Немного правее виднелись уже из-за кустов и дерев разноцветные крыши дачных домиков, из которых некоторые отражали на себе блестящие лучи солнца, некоторые принимали на себя унылый характер другой стороны неба. Налево внизу синел неподвижный пруд, окруженный бледно-зелеными ракитами, которые темно отражались на его матовой, как бы выпуклой поверхности. За прудом, по полугорью, расстилалось паровое чернеющее поле, и прямая линия ярко-зеленой межи, пересекавшей его, уходила вдаль и упиралась в свинцовый грозовый горизонт. С обеих сторон мягкой дороги, по которой мерно покачивался фаэтон, резко зеленела сочная уклочившаяся рожь, уж кое-где начинавшая выбивать в трубку.

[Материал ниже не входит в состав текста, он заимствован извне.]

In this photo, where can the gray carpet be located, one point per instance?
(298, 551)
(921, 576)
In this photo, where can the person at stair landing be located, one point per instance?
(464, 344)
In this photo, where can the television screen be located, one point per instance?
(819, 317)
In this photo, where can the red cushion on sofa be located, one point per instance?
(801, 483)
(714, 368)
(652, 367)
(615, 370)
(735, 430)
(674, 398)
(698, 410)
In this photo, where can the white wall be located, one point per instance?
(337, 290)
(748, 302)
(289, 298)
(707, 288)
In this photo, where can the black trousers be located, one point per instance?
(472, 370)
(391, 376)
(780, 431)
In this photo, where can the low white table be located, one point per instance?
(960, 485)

В воздухе было совершенно тихо и пахло свежестью; зелень деревьев, листьев и ржи была неподвижна и необыкновенно чиста и ярка. Казалось, каждый лист, каждая травка жили своей отдельной, полной и счастливой жизнью. Около дороги я заметил черноватую тропинку, которая вилась между темнозеленой, уже больше чем на четверть поднявшейся рожью, и эта тропинка почему-то мне чрезвычайно живо напомнила деревню и вследствие воспоминания о деревне, по какой-то странной связи мыслей, чрезвычайно живо напомнила мне Сонечку и то, что я влюблен в нее.

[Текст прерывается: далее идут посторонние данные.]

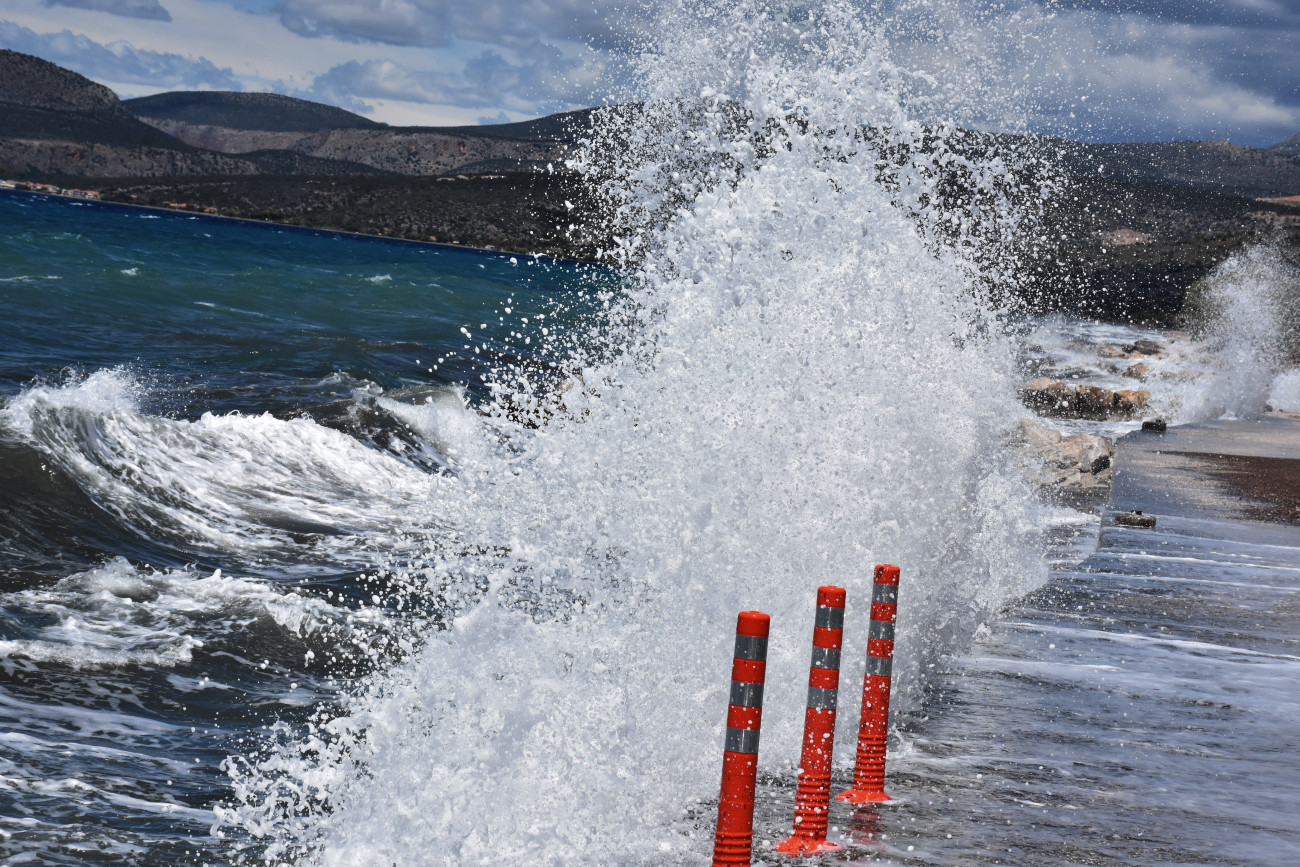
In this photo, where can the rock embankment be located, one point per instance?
(1054, 398)
(1058, 460)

Несмотря на всю дружбу мою к Дмитрию и на удовольствие, которое доставляла мне его откровенность, мне не хотелось более ничего знать о его чувствах и намерениях в отношении Любовь Сергеевны, а непременно хотелось сообщить про свою любовь к Сонечке, которая мне казалась любовью гораздо высшего разбора. Но я почему-то не решился сказать ему прямо свои предположения о том, как будет хорошо, когда я, женившись на Сонечке, буду жить в деревне, как у меня будут маленькие дети, которые, ползая по полу, будут называть меня папой, и как я обрадуюсь, когда он с своей женой, Любовью Сергеевной, приедет ко мне в дорожном платье.... а сказал, вместо всего этого, указывая на заходящее солнце: «Дмитрий, посмотри, какая прелесть!»

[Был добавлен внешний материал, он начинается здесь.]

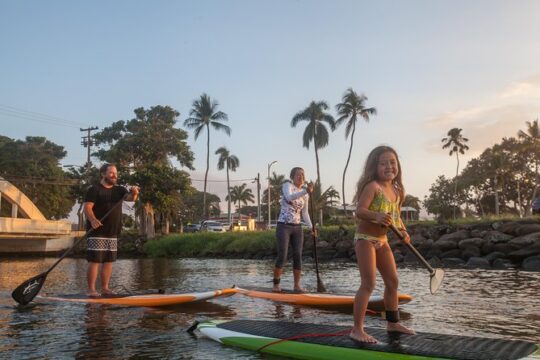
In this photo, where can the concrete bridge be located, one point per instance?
(27, 230)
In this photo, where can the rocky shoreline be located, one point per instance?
(489, 245)
(494, 245)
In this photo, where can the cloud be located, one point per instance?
(486, 124)
(526, 89)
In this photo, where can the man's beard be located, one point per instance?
(110, 181)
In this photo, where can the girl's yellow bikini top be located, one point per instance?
(381, 204)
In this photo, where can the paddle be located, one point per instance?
(28, 290)
(436, 275)
(320, 285)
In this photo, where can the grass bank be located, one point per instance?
(235, 244)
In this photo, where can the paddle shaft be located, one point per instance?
(413, 249)
(320, 286)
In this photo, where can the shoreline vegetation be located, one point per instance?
(485, 244)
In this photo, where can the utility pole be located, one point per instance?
(87, 143)
(258, 197)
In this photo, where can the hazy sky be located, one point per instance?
(427, 66)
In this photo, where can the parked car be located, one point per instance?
(536, 206)
(192, 228)
(212, 226)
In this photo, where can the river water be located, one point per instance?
(500, 304)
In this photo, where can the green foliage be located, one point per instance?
(33, 165)
(142, 148)
(193, 211)
(211, 244)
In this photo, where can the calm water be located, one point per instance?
(501, 304)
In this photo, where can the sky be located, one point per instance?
(426, 66)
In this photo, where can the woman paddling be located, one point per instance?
(294, 205)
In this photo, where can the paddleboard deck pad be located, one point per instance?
(376, 303)
(150, 300)
(314, 341)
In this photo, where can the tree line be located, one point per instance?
(503, 180)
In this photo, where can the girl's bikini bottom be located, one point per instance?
(375, 241)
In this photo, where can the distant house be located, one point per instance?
(409, 213)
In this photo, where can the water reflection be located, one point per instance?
(470, 302)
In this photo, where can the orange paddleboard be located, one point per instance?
(149, 300)
(317, 299)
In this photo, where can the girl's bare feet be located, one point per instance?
(397, 327)
(93, 294)
(362, 336)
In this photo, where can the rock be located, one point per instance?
(527, 229)
(526, 240)
(478, 233)
(478, 262)
(476, 242)
(497, 237)
(496, 225)
(451, 253)
(519, 255)
(494, 255)
(433, 252)
(322, 244)
(507, 228)
(445, 245)
(502, 264)
(453, 262)
(455, 237)
(435, 232)
(418, 240)
(505, 248)
(531, 263)
(469, 252)
(344, 245)
(410, 258)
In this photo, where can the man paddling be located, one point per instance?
(102, 242)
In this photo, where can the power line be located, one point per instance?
(38, 117)
(250, 179)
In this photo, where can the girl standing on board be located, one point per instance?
(378, 199)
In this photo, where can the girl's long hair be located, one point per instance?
(370, 173)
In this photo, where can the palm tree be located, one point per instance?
(351, 107)
(532, 140)
(315, 130)
(242, 195)
(203, 114)
(276, 182)
(456, 142)
(230, 162)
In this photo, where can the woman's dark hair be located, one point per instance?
(103, 169)
(293, 172)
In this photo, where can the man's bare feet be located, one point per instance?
(362, 336)
(107, 292)
(397, 327)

Дмитрий ничего не сказал мне, видимо недовольный тем, что на его признание, которое, вероятно, стоило ему труда, я отвечал, обращая его внимание на природу, к которой он вообще был хладнокровен. Природа действовала на него совсем иначе, чем на меня: она действовала на него не столько красотой, сколько занимательностью; он любил ее более умом, чем чувством.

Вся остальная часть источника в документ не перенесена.